Here is some info:
Distribution of funds
Although funds can be distributed from an IRA at any time, there are limited circumstances when money can be distributed, or withdrawn from the account, without penalties. Unless an exception applies, money can typically be withdrawn penalty free as taxable income from an IRA once the account owner reaches age 59 and a half. Also, non-Roth account owners must begin taking distributions of at least the calculated minimum amounts by April 1st of the year after reaching age 70 and a half. If the minimum distribution is not taken the penalty is 50% of the amount that should have been taken. The amount that must be taken is calculated based on a factor taken from the appropriate IRS table and is based on the life expectancy of the account owner and possibly their spouse as beneficiary if applicable. At the death of the account owner distributions must continue and if there is a designated beneficiary, distributions can be based on the life expectancy of the beneficiary.

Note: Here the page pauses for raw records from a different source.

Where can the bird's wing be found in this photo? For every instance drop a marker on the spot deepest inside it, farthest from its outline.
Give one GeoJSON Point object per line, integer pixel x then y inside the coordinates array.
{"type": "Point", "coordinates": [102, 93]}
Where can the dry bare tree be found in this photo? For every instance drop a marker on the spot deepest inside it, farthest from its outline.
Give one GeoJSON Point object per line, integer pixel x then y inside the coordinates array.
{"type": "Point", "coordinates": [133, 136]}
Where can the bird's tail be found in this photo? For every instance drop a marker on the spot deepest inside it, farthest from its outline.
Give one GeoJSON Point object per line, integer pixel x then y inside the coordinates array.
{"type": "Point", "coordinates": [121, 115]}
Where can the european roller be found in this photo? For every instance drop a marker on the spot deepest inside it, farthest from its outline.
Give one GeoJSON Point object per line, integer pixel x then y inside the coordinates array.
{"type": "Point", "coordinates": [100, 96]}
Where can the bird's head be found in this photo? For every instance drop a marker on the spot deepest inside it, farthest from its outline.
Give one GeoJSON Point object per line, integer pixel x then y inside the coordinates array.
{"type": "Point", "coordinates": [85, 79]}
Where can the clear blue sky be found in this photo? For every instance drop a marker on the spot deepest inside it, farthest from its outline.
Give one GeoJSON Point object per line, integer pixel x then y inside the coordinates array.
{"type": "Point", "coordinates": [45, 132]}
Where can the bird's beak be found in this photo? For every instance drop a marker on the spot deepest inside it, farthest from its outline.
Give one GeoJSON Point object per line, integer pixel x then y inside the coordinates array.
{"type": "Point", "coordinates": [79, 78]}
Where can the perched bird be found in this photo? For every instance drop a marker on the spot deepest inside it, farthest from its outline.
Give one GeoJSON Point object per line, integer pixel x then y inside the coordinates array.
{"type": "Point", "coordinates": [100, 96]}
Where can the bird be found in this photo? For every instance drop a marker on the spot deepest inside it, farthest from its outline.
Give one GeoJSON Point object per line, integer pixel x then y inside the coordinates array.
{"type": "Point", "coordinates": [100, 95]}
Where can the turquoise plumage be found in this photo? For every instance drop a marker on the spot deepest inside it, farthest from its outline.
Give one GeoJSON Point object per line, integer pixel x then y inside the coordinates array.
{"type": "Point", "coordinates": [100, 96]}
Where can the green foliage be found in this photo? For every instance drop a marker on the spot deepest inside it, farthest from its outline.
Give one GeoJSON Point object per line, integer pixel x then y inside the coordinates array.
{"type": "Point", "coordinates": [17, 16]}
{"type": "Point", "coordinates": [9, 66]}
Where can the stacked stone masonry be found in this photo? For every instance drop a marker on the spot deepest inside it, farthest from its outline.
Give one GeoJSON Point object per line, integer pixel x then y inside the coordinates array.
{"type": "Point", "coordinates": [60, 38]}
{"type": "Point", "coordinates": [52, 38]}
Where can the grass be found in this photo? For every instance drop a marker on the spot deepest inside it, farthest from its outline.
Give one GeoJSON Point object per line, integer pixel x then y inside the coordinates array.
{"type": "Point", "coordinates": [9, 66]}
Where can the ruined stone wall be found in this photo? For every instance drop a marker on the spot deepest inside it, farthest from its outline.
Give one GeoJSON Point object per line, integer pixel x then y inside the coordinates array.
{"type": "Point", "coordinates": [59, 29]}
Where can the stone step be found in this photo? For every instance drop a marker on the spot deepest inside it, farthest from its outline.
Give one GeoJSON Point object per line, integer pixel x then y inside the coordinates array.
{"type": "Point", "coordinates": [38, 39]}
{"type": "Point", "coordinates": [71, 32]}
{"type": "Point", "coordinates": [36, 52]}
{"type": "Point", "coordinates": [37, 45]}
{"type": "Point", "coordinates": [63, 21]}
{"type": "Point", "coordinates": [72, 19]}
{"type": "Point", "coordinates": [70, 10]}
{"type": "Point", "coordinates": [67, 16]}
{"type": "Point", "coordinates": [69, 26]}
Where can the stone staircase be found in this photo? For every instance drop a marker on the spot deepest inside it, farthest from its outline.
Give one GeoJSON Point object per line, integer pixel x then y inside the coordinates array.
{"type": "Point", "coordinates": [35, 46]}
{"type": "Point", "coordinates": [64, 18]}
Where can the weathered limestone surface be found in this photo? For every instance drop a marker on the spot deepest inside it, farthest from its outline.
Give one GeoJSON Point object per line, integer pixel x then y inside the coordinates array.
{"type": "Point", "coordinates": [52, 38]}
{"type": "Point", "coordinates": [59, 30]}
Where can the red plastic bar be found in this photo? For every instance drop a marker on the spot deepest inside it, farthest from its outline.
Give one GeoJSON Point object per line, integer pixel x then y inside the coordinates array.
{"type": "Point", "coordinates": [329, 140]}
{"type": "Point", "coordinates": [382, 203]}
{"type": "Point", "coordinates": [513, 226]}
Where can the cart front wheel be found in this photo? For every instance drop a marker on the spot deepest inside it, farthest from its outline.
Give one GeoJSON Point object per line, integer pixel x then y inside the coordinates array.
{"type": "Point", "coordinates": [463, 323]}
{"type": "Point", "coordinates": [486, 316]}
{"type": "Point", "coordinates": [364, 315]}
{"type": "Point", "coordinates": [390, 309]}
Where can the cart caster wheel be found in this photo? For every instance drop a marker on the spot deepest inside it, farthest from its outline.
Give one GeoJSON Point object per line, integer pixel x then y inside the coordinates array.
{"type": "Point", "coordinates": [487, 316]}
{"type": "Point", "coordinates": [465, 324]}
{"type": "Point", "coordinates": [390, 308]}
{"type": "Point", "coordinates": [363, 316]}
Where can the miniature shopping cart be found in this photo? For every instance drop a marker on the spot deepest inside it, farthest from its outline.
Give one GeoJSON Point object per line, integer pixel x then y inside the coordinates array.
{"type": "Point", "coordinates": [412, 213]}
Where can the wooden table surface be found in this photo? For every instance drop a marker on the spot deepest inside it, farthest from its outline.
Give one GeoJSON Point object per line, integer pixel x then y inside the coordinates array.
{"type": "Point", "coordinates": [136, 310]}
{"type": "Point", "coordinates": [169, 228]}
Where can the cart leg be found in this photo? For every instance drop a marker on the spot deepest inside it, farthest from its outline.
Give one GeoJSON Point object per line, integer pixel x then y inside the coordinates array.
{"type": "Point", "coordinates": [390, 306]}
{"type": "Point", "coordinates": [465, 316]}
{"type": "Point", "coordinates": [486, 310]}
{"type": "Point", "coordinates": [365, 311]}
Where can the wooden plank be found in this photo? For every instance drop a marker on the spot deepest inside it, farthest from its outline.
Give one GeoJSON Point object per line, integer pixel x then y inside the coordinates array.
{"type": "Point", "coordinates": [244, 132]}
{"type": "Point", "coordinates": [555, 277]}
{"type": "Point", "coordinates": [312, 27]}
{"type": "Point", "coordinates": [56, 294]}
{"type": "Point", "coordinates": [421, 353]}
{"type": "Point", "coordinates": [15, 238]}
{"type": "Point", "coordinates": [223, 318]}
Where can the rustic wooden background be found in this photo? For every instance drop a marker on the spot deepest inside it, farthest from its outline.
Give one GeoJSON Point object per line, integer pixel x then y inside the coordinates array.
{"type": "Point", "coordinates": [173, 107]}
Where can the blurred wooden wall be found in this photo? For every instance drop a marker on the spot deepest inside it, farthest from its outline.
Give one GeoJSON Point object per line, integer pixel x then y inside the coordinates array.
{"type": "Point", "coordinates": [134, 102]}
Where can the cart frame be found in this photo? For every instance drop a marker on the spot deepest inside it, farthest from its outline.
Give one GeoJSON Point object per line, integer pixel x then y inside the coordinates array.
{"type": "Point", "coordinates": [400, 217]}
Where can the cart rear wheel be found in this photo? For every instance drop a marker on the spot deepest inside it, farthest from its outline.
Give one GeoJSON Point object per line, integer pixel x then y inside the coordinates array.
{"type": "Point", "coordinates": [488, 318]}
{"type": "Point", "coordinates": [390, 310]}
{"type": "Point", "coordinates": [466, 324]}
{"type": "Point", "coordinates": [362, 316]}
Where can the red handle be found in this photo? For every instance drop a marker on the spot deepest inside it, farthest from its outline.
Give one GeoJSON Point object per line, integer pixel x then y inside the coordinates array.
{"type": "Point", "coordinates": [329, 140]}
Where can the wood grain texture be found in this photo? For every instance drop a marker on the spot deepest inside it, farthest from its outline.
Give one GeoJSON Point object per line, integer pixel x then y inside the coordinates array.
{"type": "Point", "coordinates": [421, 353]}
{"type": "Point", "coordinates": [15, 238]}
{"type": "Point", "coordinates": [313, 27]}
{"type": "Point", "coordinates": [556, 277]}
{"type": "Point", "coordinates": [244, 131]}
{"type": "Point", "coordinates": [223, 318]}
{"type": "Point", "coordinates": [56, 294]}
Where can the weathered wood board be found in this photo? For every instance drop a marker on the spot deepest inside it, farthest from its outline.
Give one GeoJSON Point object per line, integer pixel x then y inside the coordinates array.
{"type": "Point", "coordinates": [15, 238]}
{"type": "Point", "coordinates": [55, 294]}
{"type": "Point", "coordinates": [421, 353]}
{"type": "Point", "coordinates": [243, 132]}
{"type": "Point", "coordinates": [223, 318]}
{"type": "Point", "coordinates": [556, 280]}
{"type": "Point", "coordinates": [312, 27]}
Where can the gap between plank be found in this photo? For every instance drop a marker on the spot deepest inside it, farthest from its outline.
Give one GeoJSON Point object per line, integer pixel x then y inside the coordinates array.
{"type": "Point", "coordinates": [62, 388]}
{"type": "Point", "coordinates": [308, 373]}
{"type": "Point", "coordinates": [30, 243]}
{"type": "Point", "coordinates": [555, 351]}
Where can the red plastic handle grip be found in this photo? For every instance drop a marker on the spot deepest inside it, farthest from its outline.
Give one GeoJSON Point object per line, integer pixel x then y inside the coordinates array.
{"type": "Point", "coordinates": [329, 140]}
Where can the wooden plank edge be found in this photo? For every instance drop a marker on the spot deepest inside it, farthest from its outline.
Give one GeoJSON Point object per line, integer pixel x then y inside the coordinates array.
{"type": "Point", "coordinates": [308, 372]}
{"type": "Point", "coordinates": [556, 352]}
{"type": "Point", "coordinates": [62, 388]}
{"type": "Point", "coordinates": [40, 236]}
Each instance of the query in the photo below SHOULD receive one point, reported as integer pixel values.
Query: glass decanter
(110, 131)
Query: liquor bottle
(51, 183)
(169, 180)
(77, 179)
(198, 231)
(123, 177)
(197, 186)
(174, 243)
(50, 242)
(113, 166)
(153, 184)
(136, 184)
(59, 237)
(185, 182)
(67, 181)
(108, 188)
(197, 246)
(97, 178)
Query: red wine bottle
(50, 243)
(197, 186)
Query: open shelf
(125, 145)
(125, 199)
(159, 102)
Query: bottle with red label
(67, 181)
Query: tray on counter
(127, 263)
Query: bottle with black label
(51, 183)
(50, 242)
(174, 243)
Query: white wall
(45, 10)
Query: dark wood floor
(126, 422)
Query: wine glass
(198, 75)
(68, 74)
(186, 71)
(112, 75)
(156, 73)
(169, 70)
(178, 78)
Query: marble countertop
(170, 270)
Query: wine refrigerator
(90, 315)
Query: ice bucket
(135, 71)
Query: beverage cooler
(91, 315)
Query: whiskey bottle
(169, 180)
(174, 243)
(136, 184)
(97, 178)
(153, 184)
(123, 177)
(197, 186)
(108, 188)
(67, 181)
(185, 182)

There are several exceptions to the rule that penalties apply to distributions before age 59½. Each exception has detailed rules that must be followed to be exempt from penalties. The exceptions include:
* The portion of unreimbursed medical expenses that are more than 7.5% of adjusted gross income.
* Distributions that are not more than the cost of medical insurance while unemployed
* Disability (defined as not being able to engage in any substantial gainful activity)
* Amounts distributed to beneficiaries of a deceased IRA owner.
* Distributions in the form of an annuity, see Substantially equal periodic payments
* Distributions that are not more than the qualified higher education expenses of the owner or their children or grandchildren
* Distributions to buy, build, or rebuild a first home. ($10,000 lifetime maximum)
* Distribution due to an IRS levy of the plan.
There are a number of other important details that govern different situations. For Roth IRA's with only contributed funds the basis can be withdrawn before age 59½ without penalty (or tax) on a first in first out basis, and a penalty would apply only on any growth (the taxable amount) that was taken out before 59½ where an exception didn't apply. Amounts converted from a traditional to a Roth IRA must stay in the account for a minimum of 5 years to avoid having a penalty on withdrawal of basis unless one of the above exceptions applies.
I think the above rule will applied no matter where you live.